Chemotherapy, hormonal therapy and biological therapy

Др Ивана Минић

Прим др Милош Почековац

     Systemic therapy for breast cancer includes chemotherapy, hormonal therapy, and biological or targeted therapy.

CHEMOTHERAPY

     The application of adjuvant – preoperative chemotherapy aims to reduce the risk of the presumed risk of relapse of the disease by its cytostatic effect on possible micrometastases. Individual risk for disease relapse is determined by classifying an individual patient into one of the prognostic groups. Therefore, it is necessary to determine all prognostic parameters in each individual patient with early breast cancer using pathohistological and clinical methods: standard histopathological analysis, size, type and grade of the tumor, vascular invasion, involvement and number of affected axillary lymphatics, estrogen and progesterone receptors, HER2 status, as well as the patient’s age and menstrual status. Adjuvant chemotherapy is recommended in patients with moderate, and especially in those with a high risk of disease relapse. Of the ten chemotherapy regimens that are most commonly used in adjuvant therapy, those containing anthracyclines – AS are recommended for high-risk patients, especially if there is HER2 overexpression or amplification. The optimal length of adjuvant chemotherapy has not been fully investigated, but it is most often applied during 6 to 8 cycles, ie it lasts 18-24 weeks. A shorter application of 12-16 weeks may be suitable for elderly patients. The use of taxanes is recommended in patients with node-positive tumors, especially those belonging to the high-risk category.

HORMONE THERAPY

     Premenopausal women

     Women with estrogen and progesterone receptor positive ER+ and/or PR+ should receive tamoxifen for 5 years.

     Postmenopausal women

     All women with positive steroid receptors ER+ and/or PR+ should receive: 5 years of TAM, 2-3 years of TAM → then an aromatase inhibitor until 5 years from the start of adjuvant hormone therapy, or an aromatase inhibitor for 5 years. Women with node-positive breast cancer who have completed five years of adjuvant treatment with tamoxifen, with a high risk of disease relapse, can continue treatment with aromatase inhibitors for another 5 years, for a total of 10 years after starting adjuvant chemotherapy.

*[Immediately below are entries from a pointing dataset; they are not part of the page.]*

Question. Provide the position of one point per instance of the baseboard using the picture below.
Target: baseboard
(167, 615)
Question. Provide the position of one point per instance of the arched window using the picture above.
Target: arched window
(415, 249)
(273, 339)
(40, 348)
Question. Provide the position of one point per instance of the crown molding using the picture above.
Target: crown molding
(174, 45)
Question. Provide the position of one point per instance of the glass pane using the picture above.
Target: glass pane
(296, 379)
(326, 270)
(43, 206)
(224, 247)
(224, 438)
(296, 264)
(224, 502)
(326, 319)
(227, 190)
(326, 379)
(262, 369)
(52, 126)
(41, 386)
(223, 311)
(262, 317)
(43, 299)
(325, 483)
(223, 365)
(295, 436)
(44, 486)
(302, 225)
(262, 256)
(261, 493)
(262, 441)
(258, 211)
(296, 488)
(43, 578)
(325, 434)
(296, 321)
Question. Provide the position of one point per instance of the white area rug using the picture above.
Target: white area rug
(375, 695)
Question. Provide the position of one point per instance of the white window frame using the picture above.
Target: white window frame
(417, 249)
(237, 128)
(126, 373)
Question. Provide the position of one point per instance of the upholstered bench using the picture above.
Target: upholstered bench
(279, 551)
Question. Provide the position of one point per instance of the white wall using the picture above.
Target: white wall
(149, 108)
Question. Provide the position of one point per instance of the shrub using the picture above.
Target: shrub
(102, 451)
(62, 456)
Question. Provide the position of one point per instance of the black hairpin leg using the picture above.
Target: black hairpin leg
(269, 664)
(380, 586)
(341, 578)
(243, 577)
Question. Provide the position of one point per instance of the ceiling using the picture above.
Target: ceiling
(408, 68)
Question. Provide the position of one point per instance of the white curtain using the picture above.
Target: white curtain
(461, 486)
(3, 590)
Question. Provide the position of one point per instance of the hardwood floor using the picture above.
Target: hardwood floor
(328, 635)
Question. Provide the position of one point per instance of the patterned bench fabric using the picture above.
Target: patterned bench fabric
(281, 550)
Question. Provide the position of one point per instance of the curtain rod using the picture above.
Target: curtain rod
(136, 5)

BIOLOGICAL OR TARGETED THERAPY

     In 20-30% of the world, and in our country, in about 15% of breast cancers, a tumor disorder is present: increased synthesis of the HER2 receptor protein on the cell surface and/or amplification of the HER2 gene in the nucleus. The presence of HER2 receptor on the tumor cell surface is determined by immunohistochemical method and is expressed as 0, 1+, 2+ and 3+. HER2 positive breast cancer is considered a result marked IHH 3+ more than 30% of tumor cells show homogeneous and intense staining of the cell membrane. A HER2 result labeled IHH 2+ represents tumors whose HER2 status is unreliable, requiring retesting by CISH or FISH. This determines whether there is amplification of the HER2 gene, the presence of which means HER2 positive status. In ER+ and/or PR+, and HER2 + patients, adjuvant Herceptin and adjuvant hormonal therapy are administered concomitantly.

     The text was taken from the site “Wide version of the guide for diagnosing and treating breast cancer“.

 

IF YOU NOTICE ANY CHANGE IN YOUR BREAST, BE SURE TO CALL YOUR DOCTOR!!!

BREAST SELF-EXAMINATION IS NOT A SUBSTITUTE FOR GOING TO THE ONCOSURGEON AND RADIOLOGY WHO PERFORMS BREAST ULTRASOUND AND MAMMOGRAPHY!!!